Selon le communiqué de presse publié à la suite de la publication de cette étude, les chercheurs ont précisément constaté que des antigènes se fixent à la surface du globule rouge à deux stades différents de la vie du parasite dans le corps humain : le stade réplicatif asexué et le stade transmissif de gamétocytes.
 
« Les scientifiques ont ensuite révélé que le corps humain produisait des anticorps naturels en réponse à ces antigènes et qu'une augmentation des taux de certains de ces anticorps était associée à une réduction du stade asexué et de la charge en gamétocytes au cours de l'infection palustre », peut-on lire dans ce document.
 
« L'utilisation d'un vaccin pour renforcer cette réponse naturelle peut constituer un moyen efficace de bloquer la maladie et sa propagation », indique le communiqué. Cette déclaration s’appuie sur le fait que les gamétocytes sont le seul stade parasitaire qui permet la transmission au moustique et sont par conséquent essentiels pour la propagation de la maladie.
 
A en croire Matthias Marti, professeur de parasitologie moléculaire à l’université de Glasgow (Ecosse) et l’un des principaux auteurs de cette étude, « il s'agit de la première étude visant à déterminer s'il existe des anticorps contre le stade de transmission du parasite pendant qu'il se développe dans le corps humain et avant sa transmission au moustique vecteur ».
 
Interrogé par SciDev.Net, le chercheur insiste sur l’originalité de ces travaux en ajoutant que « toutes les études précédentes portant sur l'immunité bloquant la transmission se sont concentrées sur la phase qui a lieu chez le moustique ».
 

Développement de vaccins

 
Pour Isabelle Morlais, chercheur à l’université de Montpellier, « ces résultats sont extrêmement intéressants pour le développement de vaccins visant différents stades du parasite ».
 
Parce que « cette étude montre qu'une immunité naturelle dirigée contre les stades sanguins de plasmodium se met en place chez les populations exposées en zones d'endémie et qu'elle permet de contrôler l'infection », justifie celle qui est aussi le chef de l’équipe de recherche sur le paludisme à l’Institut de recherche pour le développement (IRD).
 
La chercheure en profite pour rappeler le rôle que jouent les globules rouges dans l’infection et la transmission de cette maladie.
 
« Les parasites chez l'homme se développent dans les globules rouges.

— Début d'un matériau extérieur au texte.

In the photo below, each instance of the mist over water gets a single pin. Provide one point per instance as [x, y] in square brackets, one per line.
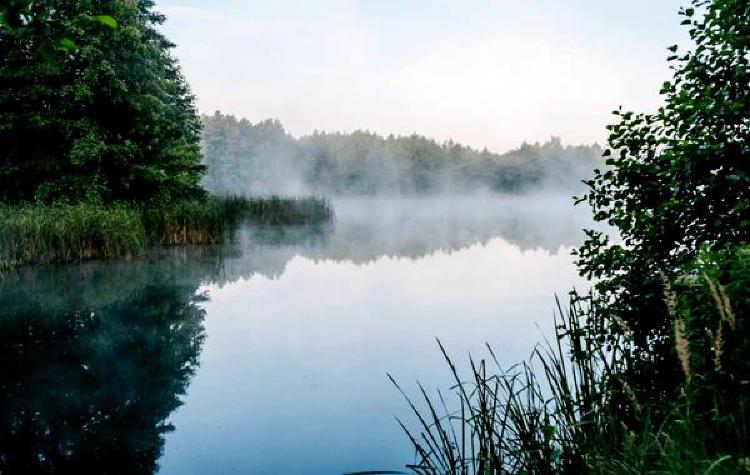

C'est à ce niveau qu'il y a une multiplication des parasites. La transmission peut se faire lorsque le moustique anophèle femelle pique une personne porteuse de gamétocytes âgés », explique Isabelle Morlais.
 
Selon son récit, la reproduction sexuée des parasites se fait ensuite dans l'intestin du moustique, d’où les parasites migrent plus tard vers les glandes salivaires pour être injectés à un nouvel hôte lors d’une autre piqûre du moustique.
 
« Les antigènes identifiés dans l'article sont exprimés chez des stades sexués et asexués de parasites ; et cibler ces antigènes pourra alors permettre de réduire à la fois le fardeau de la maladie et la transmission aux moustiques », conclut l’universitaire française.
 

219 millions de cas de paludisme en 2017

 
De leur côté, les auteurs de l’étude pensent d’ores et déjà à donner plus de consistance à leurs travaux qui, jusque-là, n’ont porté que sur une cohorte de patients souffrant du paludisme.
 
Par exemple, confie Matthias Marti, « il sera important de montrer que les niveaux d'anticorps augmentent avec le temps, alors que la charge parasitaire et le niveau des stades de transmission diminuent ».
 
Pour lui, parvenir à une telle démonstration suggérerait une activité protectrice pouvant ensuite être « testée fonctionnellement ».
 
Selon les données de l’OMS, 219 millions de cas de paludisme ont été enregistrés dans 87 pays en 2017, pour 435.000 décès, l’Afrique se taillant la part du lion, avec 92% des cas et 93% des décès.